``We now have clear and compelling evidence from eye witnesses that this manual recount process is fundamentally flawed and it's no longer recounting, but is distorting, reinventing, and miscounting true intentions of voters of Florida,'' Bush campaign spokeswoman Karen Hughes said in nationally televised comments.
Hughes said Florida's votes have been recounted in some counties several times. In a written statement, she said: ``We are hopeful that once the Florida Supreme Court has heard arguments in this case, the laws of Florida will prevail and the election will be certified.''
On CNN, Gore campaign spokesman Doug Hattaway defended the hand recounts. ``Given the scrutiny that has been brought to bear, everyone ought to be comfortable with the outcome,'' he said.
All eyes were on the state's Supreme Court, which has prohibited the Florida secretary of state from certifying final results without the court's permission. The justices have set oral arguments for Monday.
Hand recounts resumed Saturday in Palm Beach and Broward counties.
In Miami-Dade County, Republicans objected to a plan by the canvassing board to put each of the area's 654,000 punch-card ballots through a machine on Sunday before starting a hand recount on Monday.
``Our goal is to complete a counting by Friday, December 1,'' he said.
With all of Florida's 67 counties reporting their overseas ballot results, the Florida secretary of state boosted Bush's overall lead in the state to 930 votes. Overall, Bush picked up 1,380 votes from the overseas ballots and Gore got 750.
At stake is Florida's pivotal 25 electoral votes, which will provide either Bush or Gore the margin needed to win the White House.
Bush spokeswoman Hughes tried to cast doubt on the validity of the hand recounts under way in predominantly Democratic areas.
``As our observers report numerous problems with that count, we continue to be concerned that the manual recount of ballots that have already been machine counted several times is flawed and subject to human error,'' she said.
Palm Beach County, which resumed a manual recount of its 462,350 ballots Saturday morning, hoped to finish within six days. Broward County officials did the same, and said they were hoping to finish recounting their 588,000 ballots by 5 p.m. Monday.
In DeLand, Fla., Seminole County Democrats were in court seeking to have 4,700 absentee ballots thrown out. In a lawsuit filed Friday, Democrats claimed the county's elections supervisor incorrectly let Republicans alter the signed absentee ballot request forms by inserting voter identification numbers.
``The one constant is that things are changing, minute by minute,'' Hughes told reporters Friday.
It was, if anything, an understated description of a tumultuous day on which one court handed Bush a victory, then two others favored Gore; and a day on which overseas absentee ballots boosted the Texas governor while the vice president gained ground from contested manual recounts in heavily Democratic counties.

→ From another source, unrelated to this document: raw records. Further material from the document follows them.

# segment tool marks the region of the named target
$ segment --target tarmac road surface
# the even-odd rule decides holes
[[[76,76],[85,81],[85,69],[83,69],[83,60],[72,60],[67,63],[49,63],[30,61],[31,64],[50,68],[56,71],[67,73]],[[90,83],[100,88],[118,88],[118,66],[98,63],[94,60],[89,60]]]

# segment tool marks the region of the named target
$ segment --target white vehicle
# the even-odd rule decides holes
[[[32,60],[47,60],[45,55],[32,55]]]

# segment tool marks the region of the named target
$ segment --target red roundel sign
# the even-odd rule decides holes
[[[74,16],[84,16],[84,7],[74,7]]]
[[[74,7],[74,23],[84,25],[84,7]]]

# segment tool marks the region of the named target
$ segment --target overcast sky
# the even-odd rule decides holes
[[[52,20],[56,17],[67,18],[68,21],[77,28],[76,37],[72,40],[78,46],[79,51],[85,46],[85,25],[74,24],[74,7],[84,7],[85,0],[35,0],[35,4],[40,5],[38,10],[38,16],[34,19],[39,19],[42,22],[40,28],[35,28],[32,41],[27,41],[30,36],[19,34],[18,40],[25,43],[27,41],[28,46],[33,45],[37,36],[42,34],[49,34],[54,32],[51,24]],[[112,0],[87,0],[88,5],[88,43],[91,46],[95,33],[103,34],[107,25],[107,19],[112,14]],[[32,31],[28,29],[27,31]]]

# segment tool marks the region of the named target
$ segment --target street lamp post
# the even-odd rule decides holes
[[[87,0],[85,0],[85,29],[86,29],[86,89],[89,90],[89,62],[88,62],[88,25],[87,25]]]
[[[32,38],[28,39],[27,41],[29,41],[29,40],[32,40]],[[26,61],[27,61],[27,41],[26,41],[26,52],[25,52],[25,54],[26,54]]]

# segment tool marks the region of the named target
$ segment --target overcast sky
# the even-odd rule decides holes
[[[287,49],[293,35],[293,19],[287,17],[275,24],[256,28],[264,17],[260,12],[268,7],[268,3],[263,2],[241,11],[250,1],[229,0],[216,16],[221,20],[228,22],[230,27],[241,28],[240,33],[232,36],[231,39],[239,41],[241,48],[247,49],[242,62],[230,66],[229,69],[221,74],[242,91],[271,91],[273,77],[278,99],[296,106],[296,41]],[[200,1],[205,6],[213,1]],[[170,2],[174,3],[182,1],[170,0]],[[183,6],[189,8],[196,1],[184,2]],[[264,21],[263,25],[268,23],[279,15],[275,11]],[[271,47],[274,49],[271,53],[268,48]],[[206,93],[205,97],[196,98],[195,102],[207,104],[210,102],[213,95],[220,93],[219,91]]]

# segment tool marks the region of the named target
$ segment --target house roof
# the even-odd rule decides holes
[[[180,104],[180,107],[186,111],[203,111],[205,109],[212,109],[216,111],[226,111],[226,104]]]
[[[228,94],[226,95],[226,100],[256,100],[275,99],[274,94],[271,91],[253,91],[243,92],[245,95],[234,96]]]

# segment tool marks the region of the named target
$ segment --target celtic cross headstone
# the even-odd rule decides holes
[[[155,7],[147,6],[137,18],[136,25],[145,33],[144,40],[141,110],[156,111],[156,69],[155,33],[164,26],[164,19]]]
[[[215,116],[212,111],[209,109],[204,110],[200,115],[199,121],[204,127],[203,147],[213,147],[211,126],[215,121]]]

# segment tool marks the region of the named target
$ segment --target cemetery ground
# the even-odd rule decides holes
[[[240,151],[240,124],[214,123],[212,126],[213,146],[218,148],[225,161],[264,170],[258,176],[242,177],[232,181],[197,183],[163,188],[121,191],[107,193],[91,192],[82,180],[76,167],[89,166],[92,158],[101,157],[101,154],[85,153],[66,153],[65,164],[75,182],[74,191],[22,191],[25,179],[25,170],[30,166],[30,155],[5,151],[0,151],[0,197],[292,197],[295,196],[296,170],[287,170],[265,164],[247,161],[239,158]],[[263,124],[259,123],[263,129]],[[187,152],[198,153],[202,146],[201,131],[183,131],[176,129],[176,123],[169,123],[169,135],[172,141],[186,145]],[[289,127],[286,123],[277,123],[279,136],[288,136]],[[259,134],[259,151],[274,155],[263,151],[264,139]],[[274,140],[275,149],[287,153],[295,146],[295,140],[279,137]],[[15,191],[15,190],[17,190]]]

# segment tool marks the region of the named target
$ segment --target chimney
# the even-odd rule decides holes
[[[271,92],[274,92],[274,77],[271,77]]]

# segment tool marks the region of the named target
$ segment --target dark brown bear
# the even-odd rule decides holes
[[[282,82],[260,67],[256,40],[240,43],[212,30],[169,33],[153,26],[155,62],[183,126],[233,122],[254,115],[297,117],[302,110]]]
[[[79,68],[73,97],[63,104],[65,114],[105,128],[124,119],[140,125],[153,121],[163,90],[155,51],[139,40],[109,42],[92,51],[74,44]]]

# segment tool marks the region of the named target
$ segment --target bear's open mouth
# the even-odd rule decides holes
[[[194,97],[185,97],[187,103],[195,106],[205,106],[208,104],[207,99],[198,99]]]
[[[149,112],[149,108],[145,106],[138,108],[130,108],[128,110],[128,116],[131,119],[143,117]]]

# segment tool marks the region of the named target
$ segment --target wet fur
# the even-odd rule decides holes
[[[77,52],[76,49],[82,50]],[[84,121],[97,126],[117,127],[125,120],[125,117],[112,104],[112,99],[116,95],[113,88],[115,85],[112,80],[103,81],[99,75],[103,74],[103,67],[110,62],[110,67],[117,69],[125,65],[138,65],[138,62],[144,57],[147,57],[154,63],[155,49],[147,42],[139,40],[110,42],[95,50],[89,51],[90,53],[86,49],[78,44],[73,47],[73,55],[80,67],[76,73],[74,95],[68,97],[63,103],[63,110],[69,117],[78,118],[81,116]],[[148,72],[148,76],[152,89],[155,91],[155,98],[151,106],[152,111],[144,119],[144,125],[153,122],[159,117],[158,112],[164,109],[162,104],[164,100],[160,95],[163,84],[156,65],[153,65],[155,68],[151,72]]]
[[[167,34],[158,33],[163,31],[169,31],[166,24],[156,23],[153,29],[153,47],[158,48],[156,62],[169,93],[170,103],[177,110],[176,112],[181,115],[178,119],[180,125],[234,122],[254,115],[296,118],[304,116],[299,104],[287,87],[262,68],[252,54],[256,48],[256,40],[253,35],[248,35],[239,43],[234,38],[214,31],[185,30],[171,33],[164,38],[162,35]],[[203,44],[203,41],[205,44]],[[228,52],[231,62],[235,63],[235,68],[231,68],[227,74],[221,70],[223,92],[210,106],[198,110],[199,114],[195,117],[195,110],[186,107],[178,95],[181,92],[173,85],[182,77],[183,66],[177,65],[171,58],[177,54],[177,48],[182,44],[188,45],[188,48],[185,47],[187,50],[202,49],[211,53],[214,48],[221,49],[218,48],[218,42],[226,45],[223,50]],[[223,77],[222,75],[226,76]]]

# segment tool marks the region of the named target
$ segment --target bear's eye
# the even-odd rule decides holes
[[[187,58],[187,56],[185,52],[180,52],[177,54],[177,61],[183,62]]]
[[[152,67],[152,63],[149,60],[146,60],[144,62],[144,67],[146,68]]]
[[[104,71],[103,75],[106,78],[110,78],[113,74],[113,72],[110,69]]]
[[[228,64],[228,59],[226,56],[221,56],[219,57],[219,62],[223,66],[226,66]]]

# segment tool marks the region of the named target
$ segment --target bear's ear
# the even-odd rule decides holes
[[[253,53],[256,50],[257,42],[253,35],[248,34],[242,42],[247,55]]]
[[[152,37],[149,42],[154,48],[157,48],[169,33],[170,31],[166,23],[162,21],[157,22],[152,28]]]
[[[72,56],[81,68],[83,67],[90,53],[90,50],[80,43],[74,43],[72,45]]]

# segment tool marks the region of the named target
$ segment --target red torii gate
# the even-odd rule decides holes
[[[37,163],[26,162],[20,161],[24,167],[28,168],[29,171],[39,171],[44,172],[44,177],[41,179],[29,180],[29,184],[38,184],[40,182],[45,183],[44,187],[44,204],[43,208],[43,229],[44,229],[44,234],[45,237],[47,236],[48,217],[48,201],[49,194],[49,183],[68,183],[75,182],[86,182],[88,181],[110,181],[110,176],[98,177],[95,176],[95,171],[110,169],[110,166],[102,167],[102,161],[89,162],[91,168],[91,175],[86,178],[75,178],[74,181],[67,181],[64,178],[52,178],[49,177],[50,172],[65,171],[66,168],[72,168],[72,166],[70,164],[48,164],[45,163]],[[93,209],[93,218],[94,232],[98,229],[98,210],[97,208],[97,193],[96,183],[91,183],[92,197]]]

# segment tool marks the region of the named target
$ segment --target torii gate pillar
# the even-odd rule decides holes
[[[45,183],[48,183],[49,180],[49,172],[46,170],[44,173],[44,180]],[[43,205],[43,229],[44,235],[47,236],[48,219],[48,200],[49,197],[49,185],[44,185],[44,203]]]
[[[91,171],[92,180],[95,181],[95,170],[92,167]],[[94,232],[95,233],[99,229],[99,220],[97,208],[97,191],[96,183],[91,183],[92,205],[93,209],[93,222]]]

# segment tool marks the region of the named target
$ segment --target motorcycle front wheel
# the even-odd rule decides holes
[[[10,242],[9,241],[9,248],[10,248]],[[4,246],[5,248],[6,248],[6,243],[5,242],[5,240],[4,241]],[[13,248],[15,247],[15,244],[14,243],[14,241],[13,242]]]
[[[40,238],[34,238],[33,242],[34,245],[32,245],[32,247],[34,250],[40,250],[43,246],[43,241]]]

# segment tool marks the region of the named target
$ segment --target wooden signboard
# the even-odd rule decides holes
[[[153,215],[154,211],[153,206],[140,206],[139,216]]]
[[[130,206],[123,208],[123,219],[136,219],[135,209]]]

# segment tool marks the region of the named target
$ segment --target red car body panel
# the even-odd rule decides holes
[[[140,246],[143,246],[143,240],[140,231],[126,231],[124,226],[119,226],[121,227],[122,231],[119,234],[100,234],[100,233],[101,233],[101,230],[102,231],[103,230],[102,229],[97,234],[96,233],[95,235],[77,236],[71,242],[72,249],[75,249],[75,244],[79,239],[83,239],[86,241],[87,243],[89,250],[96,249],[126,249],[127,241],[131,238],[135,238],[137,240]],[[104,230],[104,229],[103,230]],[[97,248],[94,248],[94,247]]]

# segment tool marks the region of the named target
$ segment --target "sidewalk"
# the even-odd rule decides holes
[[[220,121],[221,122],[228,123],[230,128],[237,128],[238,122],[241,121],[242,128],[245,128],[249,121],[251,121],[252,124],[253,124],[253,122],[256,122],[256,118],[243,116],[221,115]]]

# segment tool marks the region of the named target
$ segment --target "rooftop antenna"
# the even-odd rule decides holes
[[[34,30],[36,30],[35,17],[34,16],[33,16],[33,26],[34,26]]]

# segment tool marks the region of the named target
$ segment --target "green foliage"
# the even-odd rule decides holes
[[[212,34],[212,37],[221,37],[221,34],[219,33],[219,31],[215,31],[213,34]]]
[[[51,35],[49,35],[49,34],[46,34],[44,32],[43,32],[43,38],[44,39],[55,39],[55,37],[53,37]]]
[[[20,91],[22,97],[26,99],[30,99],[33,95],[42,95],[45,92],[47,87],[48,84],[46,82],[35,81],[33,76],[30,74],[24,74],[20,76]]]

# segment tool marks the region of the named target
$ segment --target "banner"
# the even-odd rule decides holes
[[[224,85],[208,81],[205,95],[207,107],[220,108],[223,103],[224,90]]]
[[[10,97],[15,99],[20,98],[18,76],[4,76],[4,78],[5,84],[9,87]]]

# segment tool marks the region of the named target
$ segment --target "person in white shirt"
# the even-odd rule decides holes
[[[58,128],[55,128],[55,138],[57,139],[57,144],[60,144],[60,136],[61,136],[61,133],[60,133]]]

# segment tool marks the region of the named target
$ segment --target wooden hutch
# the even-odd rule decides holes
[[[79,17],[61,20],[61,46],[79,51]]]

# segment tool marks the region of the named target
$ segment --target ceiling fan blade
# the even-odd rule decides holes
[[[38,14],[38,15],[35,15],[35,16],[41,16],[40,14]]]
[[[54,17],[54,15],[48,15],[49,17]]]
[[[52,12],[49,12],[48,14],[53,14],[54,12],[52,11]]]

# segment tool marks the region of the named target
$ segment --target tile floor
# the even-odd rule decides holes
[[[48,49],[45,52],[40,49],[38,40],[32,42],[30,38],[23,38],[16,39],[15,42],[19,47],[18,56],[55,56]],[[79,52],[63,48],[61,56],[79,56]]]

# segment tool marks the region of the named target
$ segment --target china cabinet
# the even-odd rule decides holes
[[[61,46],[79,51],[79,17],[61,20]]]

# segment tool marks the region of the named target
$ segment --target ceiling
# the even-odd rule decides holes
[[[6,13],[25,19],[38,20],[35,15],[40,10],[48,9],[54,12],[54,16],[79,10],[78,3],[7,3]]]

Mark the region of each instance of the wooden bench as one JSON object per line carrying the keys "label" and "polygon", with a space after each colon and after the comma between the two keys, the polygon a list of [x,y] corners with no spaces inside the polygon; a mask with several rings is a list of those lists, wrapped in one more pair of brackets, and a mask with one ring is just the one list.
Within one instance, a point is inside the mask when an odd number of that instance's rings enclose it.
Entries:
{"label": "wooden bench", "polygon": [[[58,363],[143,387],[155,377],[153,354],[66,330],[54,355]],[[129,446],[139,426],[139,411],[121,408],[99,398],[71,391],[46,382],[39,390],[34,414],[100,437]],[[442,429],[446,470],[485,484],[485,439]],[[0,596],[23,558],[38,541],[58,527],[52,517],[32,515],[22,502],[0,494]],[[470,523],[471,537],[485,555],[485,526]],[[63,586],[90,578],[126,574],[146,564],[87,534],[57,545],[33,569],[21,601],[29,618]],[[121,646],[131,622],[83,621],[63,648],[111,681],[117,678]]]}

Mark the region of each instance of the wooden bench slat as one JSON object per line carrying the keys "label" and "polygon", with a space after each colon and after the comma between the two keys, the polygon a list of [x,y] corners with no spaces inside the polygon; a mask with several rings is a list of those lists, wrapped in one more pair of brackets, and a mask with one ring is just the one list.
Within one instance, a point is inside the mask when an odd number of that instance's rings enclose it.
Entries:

Controversy was a constant companion. More than a thousand absentee ballots were thrown out Friday, and Republicans accused Democrats of mounting an organized effort to nullify votes cast by members of the armed forces.
Even so, the day's outcome, much to the Gore campaign's delight, was to block plans by the Florida secretary of state to certify Bush the winner based only on overseas votes, and to allow the manual recounts to continue over the weekend in Broward, Palm Beach and Miami-Dade counties.
Roughly 1.6 million ballots were cast in those areas on Election Day.
The overall returns do not include the results of the disputed hand recounts sought by Democrats in Broward and Palm Beach counties. Broward has given Gore an additional 48 votes so far, while Bush picked up four votes in four Palm Beach precincts.
In Vietnam, during a brief farewell ceremony at the presidential palace in Hanoi, President Clinton joked with Vietnamese President Tran Duc Luong about the still unresolved election. ``I have to go home to see if there's a president,'' Clinton said.
In another closely contested state, New Mexico and its five electoral votes went Friday to Gore, a winner by 481 votes out of more than 590,000 cast. With his slender victory Gore maintained his 200,000-vote lead in the nationwide popular vote.
But the battle for the White House had long since come down to Florida.
``Neither Governor Bush, nor the Florida secretary of state, nor I, will be the arbiter of this election,'' Gore said Friday afternoon. ``This election is a matter that must be decided by the will of the people as expressed under the rule of law, law which has meaning as determined in Florida now by the Florida Supreme Court.''
Former Secretary of State James A. Baker III, speaking on behalf of the Bush camp, said the court had ``issued an order that neither side requested. Nevertheless, its action is not an order on the merits of the case.''
Gore, then Baker, spoke shortly after the Florida justices stepped into the disputed election on their own, deciding to ``maintain the status quo,'' and ordering Secretary of State Katherine Harris not to certify final statewide returns until further notice.
Harris had previously served notice she intended to certify a winner shortly after noon Saturday, and had been planning a ceremonial certification after the overseas absentee ballots had been counted.